Patients with severe bronchiolitis were younger, were more likely to have comorbidities, and had higher CRP values compared to the n-IC group (Table 1).

Oxygen therapy was administered to 646 (61.2%) patients with a median duration of 4 days (range 3–6), representing a period overlapping with the duration of hospital stay. Almost all (95.5%) patients from the IC group and 57.1% of n-IC group subjects received oxygen supplementation (p < 0.05). HFNC was the type of oxygen support administered in most cases (555/646, 85.9%), while 73 (11.3%) patients required low-flow oxygen supplementation. Eighteen (2.8%) children required other modalities of ventilation. As for other kinds of treatment, patients belonging to the IC group received more frequently antibiotics, steroids (mainly parenterally), and inhaled adrenaline. Abnormal chest X-ray (the detection of consolidation or infiltration) was also more common in the IC group (Table 1).

3.2. Comparison Between Two Seasons

The annual number of hospitalizations due to bronchiolitis and the proportion of severe infections were recorded. Six hundred and thirty-three (59.9%) infants were observed in the 2023–2024 season (S1) and 423 (40.1%) patients were included in the 2024–2025 season (S2) (Figure 1).

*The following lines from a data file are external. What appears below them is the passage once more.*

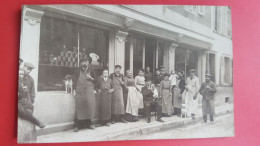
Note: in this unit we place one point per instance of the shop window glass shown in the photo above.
(62, 45)
(226, 71)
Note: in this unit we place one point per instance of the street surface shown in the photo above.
(222, 127)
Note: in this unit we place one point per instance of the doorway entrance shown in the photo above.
(186, 60)
(141, 52)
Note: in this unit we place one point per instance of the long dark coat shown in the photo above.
(208, 99)
(85, 98)
(117, 96)
(104, 98)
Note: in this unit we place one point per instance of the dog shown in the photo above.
(68, 83)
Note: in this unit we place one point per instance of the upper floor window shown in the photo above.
(62, 45)
(223, 20)
(196, 10)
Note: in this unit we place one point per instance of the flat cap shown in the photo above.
(28, 64)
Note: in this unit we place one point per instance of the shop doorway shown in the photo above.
(186, 60)
(150, 56)
(140, 52)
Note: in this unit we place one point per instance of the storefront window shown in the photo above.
(226, 71)
(62, 45)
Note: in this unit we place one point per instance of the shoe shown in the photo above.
(160, 120)
(76, 129)
(123, 121)
(108, 124)
(92, 127)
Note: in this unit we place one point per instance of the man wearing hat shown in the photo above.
(28, 80)
(151, 98)
(208, 90)
(118, 109)
(191, 92)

In both seasons, the peak of admissions for bronchiolitis was observed between the end of December and the first week of January. When we compared the total number of hospitalizations in the two subsequent seasons, we observed a decrease of 33% in S2 compared to S1. Similarly, RSV-related bronchiolitis decreased by an absolute number in S2 (n = 326) compared to S1 (n = 439). In addition, the absolute number of patients included in the IC group decreased in S2 (n = 42) compared to S1 (n = 69). Nevertheless, the rate of admission to sub-intensive or intensive care remained unchanged between the two periods (S2: 10.9% versus S1: 9.9%, p > 0.05) (Figure 1). Notably, during S2, 8 out of 42 IC patients (19%) and 79 out of 381 n-IC patients (20.7%) had received nirsevimab prior to hospitalization, respectively (p = 0.8).

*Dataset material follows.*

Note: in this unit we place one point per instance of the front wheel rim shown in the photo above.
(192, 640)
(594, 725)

3.3. Independent Risk Factors for Severe Course and Characteristics of the IC Group

The median duration of hospital stay in the IC group was 8 (IQr 5–11) days. The univariate and multivariate logistic analysis showed that younger age and having a comorbidity represented independent risk factors for a severe clinical course (Table 2). Furthermore, RSV infection, both isolated or combined with other respiratory viruses, correlated to a higher risk to belong to the IC group (Table 2). Season did not represent a risk factor for more severe disease. The duration of hospital stay in the IC group was similar between the two periods [S1: 8 (IQr 6–11); S2: 7 (IQr 5–9); p > 0.05]. When we compared the duration of oxygen supplementation and age within the two groups (n-IC and IC), we observed that there was no difference in the length of oxygen therapy according to the age-groups in the n-IC group, whereas a correlation was found in the IC group (p < 0.05) (Figure 2).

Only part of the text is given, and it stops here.